Prompt 017: Seizing the Moment

17. Think back to a time that you really seized the moment in a given situation. How did your actions make you feel? What would your life be like if you lived like that all of the time and why?


I wanted to write about my first-ever solo bike trek, and how I basically had a panic attack when I was about an hour out of town. I had to talk myself out of it, focusing my attention on a single pedal stroke at a time, simply repeating to myself the word, "Go... Go... Go..." I didn't want to turn around, so I gave myself no alternative than to keep moving forward. At the same time, I was petrified about whatever the hell it was I was doing.

But I've already written about that. If not in this journal, then elsewhere. That was over 10 years ago, anyway. Personally, I'd prefer to reflect on a more recent effort.

I've been doing videogame "game jams" frequently for the past year. Over 2018, I'd created maybe three dozen small video games, each in the space of about an hour (this is in addition to other, larger-scale projects). I use software that does a lot of the heavy-lifting for me, so I don't have to code from scratch or whatever. I don't even know a programming language. I just tinker with the software, scribble together some art assets, and then find or generate sound effects and music from open sources.

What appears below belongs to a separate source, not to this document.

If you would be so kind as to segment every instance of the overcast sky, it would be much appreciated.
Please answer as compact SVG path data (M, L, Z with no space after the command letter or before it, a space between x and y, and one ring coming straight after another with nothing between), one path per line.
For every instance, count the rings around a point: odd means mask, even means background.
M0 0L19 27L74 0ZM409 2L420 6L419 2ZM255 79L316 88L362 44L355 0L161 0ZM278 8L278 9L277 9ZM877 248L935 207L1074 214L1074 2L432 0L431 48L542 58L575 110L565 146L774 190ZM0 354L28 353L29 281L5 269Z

The last major project I had completed was for the Global Game Jam, the last weekend of January 2019. The way a typical game jam works is that a theme or set of constraints is announced at the start of the game jam, and then the participants have a certain amount of time to complete a finished project. This game jam is a 48-hour event, starting Friday evening and ending Sunday evening.

This year's theme was, "What Home Means To You." I was inspired the night I heard the prompt to create a kind of game I'd never made before. It was much closer to what some would call an "art game" than I'd ever attempted, much less completed. I also used some of the "diversifiers," which were extra "challenges" identified by the organizers of the Global Game Jam.

I'm not interested in recounting the game here, but I will recount the process. To say it was the most emotional game development process I'd ever experienced would be an understatement. I had recently crossed paths with a digital music composer and requested the use of one of his pieces for the game, and ended up building the game around the music itself.

I "slept on it" over Friday night into Saturday, only setting to work that first morning after a good night's rest and reflection on the theme. Even so, I had developed images I wanted to experiment with before I had even walked in the door. One of the diversifiers was to start an end a game within the length of a given piece of music, so that's what I did. Another diversifier was to make a game that was completely dichromatic: only black and white. So that's what I did. The game seemed "right" to proceed at a slower, more methodical and deliberate pace, so I kept it that way.

I flew by the seat of my pants through most of the process, and the end result was personally satisfying and gratifying. It's visually striking, and the music and game work so well together. During the development process, while testing, I routinely became teary-eyed and overcome with emotion: everything was working out, I was solving problems, and I was authentically communicating the way the music made me feel through the gameplay and images I'd developed.

At the end of the game jam, there's a "showcase" where the developers and teams all give brief presentations on their works to all those in attendance. As I was working on the project, I was anxious that I'd break down and cry in front of all those people during my presentation, but fortunately, I pulled through by the time I went up there.

The benefits of "living in the moment" are as follows:
- unrestrained creativity
- intense motivation
- personal investment

The drawbacks of this process are as follows:
- planning is frequently ignored
- work-arounds and settling for less than perfection are required
- it's flat-out exhausting

While I can say that this game ended up being one of my proudest achievements in terms of game design, I found the process intimidating and draining. I doubt I could live life "in the moment all the time," as the prompt suggests. I would have died young, if that was the case.